Lewinski decried the ‘rush to judgement’ enabled by tech and discussed the damaging implications of people’s private lives being made public without consent, compassion or context. She argued that the internet’s breadth and reach exacerbates a culture of humiliation and spoke of a need to return to values of compassion and empathy.
She summed up her talk by encouraging people to ‘communicate, consume and click with compassion’ and suggested that if people are compassionate, brands will be compassionate too.
“Respond with ‘we can if…’ rather than ‘we can’t because'”
Next up was Adam Morgan, Founder of ‘eatbigfish’, talking about the power of limitations and their impact on creativity. He discussed how constraint can force us to think about realising our big ambitions in different ways, and argued that rather than listing reasons why something can’t be done, businesses and teams are always better off thinking ‘we can if….’.
He also argued that advertisers and brands need to be more entrepreneurial and, ultimately, more resourceful. As an example, he discussed how challenger brands can make more impact with less budget than their large competitors.

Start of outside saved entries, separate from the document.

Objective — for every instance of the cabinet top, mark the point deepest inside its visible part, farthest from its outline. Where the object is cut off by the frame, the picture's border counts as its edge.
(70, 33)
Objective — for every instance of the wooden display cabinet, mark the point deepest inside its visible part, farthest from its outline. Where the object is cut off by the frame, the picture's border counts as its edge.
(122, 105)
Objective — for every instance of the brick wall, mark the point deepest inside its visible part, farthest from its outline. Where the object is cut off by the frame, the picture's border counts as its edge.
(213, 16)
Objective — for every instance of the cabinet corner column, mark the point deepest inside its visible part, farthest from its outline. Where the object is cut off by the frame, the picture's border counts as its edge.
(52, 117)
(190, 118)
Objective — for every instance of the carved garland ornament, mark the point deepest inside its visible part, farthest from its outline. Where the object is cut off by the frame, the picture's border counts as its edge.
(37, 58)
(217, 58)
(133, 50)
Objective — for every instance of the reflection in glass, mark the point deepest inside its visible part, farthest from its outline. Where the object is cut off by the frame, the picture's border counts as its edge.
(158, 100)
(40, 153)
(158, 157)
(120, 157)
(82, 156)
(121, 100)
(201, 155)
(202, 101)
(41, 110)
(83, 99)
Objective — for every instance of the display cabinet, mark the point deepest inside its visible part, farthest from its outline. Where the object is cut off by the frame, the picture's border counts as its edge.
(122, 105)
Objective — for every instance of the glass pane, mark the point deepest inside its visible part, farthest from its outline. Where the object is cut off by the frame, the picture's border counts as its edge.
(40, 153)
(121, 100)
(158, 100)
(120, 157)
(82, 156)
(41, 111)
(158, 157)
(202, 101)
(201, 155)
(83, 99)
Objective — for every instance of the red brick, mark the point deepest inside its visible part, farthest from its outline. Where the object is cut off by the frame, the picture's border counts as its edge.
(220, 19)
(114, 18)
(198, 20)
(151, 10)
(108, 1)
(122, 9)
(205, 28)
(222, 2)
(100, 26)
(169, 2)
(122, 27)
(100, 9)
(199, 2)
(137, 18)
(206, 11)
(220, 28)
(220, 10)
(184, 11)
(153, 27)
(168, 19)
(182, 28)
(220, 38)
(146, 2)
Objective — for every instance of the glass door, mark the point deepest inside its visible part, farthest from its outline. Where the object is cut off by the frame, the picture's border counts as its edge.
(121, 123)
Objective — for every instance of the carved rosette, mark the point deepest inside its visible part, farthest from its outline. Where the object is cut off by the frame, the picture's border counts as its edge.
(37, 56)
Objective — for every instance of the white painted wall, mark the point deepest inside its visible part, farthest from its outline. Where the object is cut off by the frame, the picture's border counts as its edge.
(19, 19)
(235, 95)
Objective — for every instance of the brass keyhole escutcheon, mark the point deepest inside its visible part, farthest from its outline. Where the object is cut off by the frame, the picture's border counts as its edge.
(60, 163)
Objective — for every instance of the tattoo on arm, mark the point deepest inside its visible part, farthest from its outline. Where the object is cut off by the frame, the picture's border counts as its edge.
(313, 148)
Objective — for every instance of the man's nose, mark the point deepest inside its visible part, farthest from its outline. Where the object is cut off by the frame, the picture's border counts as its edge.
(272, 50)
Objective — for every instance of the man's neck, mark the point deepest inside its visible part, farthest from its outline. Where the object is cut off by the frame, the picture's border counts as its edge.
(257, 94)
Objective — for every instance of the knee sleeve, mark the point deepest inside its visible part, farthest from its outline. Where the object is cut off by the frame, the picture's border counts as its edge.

His three suggestions were: “1) Use drama – demand attention to create impressions and memories; 2) use surprise – surprise is emotional amplification which leads to disproportionate impressions; and 3) be interesting on the inside – be interesting enough to get other people to write and talk about you.”
“We need to drive our own disruption.”
Finally, there was a powerful talk from Brad Jakeman on how the advertising and marketing industries should be driving their own disruption.
Jakeman talked at length about how the speed at which new ideas can gain scale is exponential, thanks to tech, and also touched on how he believes ‘innovation and disruption will not come from a homogeneous group of people’. Here he touched on issues of diversity in Adland, noting that 85% of purchasing decisions are made by women, a statistic in stark contrast to the fact that women only make up 11.5% of ad industry boards (source: Gloria Moss).
Finally, he addressed the issue of ad blocking, stating that ad blockers are forcing brands and agencies to make content consumers want to ‘see out, rather than screen out’.
“The only thing that’s certain, is uncertainty”
Rounding off the list is Unruly’s very own Sarah Wood. Sarah discussed entrepreneurial attitudes in advertising and how agility can help brands succeed. She also touched on the power of purpose in advertising and branding, and how authenticity is key to winning over an audience.